Be aware that the user may change the effect and or scaling options on the fly (effect with ctrl-page-up/down).
I also would like to support F.J.McCloud's call to keep it portable and test it on multiple cards I volunteer to test it on a radeon 9250 (aka 9200 pro) with the opensource drivers. Although I wonder if:
1) my card has a shader
2) the shader is supported by the opensource drivers.
---
Luckily the opengl code doesn't use the generic blit and effect code so my effect rewrite and your opengl shader work shouldn't cause any conflicts.
I've talked to Lawrence this weekend I'll submit my effect rewrite to CVS soon. It will be missing hq2x, lq2x, 6tap and fakescan.
It will however have much cleaner code for the rest, fixed a few bugs, much faster on DGA and it won't fix the scaling to a certain factor with each effect, currently it can do:
-normal 1x1 - 8x8
-scale2x 2x2 - 3x6
-scan2 1x2 - 4x2
-rgbscan 1x3 - 6x3
-scan3 1x3 - 6x3
All the scanline effects come in both a horizontal and a vertical version, the scaling factors given are for the horizontal version, for the vertical the widthscale is the heightscale and the heightscale supports -arbheight, so can do basicly anything. The new code automaticly selects vertical scanlines for rotated games.
You can choise what you want as usual -effect selects the effect, -widthscale and -heightscale the scalingfactor.
Regards,
Hans
Matthew Earl wrote:
Having recently acquired a suitably powerful graphics card, I thought it would be fun to have MAME do the scale2x resize effect through a fragment shader. It started off as an exercise to learn how to write GPU programs, but I quickly realised implementing the scale2x algorithm off the CPU could be a desirable feature in an emulator such as MAME:
- Allows the CPU to spend most of its time actually emulating hardware - Takes advantage of advanced graphics cards functions which for the most part are unused when scaling algorithms are performed on CPU.
Fragment shaders could also be used to implement other effects such as rgb effects (scanline, pixel triad, etc) and possibly HQ/LQ resize algorithms. RGB effects should be trivial to code very efficiently. There are potential stumbling blocks with implementing the HQ algorithm, because of the constraints of fragment programs and my inexperience with writing them.
By applying multiple effects, or the same effect many times, the full set of effects available in xmame could be implemented on the GPU with only a handful of fragment programs. For example, scale4x with a scanline effect could be implemented by applying the scale2x FP twice, and then the scanline FP.
My proof-of-concept implementation of the scale2x algorithm works on the xmame-0.88 source on top of the existing opengl code.
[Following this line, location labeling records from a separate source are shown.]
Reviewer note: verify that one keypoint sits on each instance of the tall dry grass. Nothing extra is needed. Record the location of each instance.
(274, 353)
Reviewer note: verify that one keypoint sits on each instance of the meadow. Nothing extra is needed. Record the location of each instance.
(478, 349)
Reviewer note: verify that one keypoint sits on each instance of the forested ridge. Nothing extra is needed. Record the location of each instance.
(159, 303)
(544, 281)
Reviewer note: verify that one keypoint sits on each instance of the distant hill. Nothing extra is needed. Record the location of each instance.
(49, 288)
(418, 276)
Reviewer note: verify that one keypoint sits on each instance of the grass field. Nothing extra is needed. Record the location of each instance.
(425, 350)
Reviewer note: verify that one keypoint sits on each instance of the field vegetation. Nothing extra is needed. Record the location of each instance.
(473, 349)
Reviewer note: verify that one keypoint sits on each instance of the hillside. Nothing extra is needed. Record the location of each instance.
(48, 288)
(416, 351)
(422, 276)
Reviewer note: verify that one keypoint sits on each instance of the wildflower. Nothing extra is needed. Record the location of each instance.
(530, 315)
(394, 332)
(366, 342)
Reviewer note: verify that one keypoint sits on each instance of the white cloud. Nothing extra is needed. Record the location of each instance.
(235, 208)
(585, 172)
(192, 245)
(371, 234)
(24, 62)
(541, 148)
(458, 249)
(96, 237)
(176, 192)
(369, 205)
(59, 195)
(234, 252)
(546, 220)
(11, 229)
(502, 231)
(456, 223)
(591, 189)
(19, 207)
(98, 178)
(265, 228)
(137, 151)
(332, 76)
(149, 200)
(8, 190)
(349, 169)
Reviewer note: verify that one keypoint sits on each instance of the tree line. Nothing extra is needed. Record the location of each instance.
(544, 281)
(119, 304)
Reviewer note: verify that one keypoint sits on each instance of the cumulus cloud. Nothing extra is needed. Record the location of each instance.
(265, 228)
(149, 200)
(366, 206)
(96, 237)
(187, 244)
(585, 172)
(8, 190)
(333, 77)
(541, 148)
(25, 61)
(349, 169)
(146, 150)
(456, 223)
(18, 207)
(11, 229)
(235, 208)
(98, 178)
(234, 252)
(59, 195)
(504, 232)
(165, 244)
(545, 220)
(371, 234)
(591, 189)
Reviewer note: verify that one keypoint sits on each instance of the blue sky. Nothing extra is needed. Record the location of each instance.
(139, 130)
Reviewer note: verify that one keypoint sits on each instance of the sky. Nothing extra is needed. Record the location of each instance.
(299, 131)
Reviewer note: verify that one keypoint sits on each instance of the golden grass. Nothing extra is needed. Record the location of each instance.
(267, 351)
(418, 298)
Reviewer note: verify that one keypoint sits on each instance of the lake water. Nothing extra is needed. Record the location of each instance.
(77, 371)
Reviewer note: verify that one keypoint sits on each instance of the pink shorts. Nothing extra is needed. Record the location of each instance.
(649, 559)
Modification to the actual source code was minimal; all that was required was the fragment program be loaded with the rest of opengl initialisation, and a single call to glProgramLocalParameter4fARB made at render time, to pass parameters to the program. I have uploaded the fragment program here:
http://users.ox.ac.uk/~newc2303/scale2x.fp
To work correctly, regular opengl bilinear filtering must be disabled.
Functionally, the effect exactly mimics the CPU implementation of the algorithm. As far as speed is concerned, I get 90fps compared with 60fps, on a run through half a level of mslug, on my 1.9GHz P4/Geforce 6800 GT (I would be interested to know if there are any more precise benchmarking methods that people use).
To allow multiple shaders to be applied at the same time, the opengl driver could be modified to render one pass per shader. The first pass would be rendered as normal. The remaining passes would then take the previous pass as a texture, and render it applied to a quad filling the screen.
The scale2x algorithm on its own may not be particularly useful as a GPU implementation; people with hardware capable of running fragment programs most likely have CPUs capable of running a MAME emulation and a scale2x resize. However, I suspect there will be a lot of people whose computers fall into the category of not being able to run scale4x or HQ algorithms on the CPU in real time, but have a graphics card suitable to allow it to be run on the GPU (I myself fall into this category).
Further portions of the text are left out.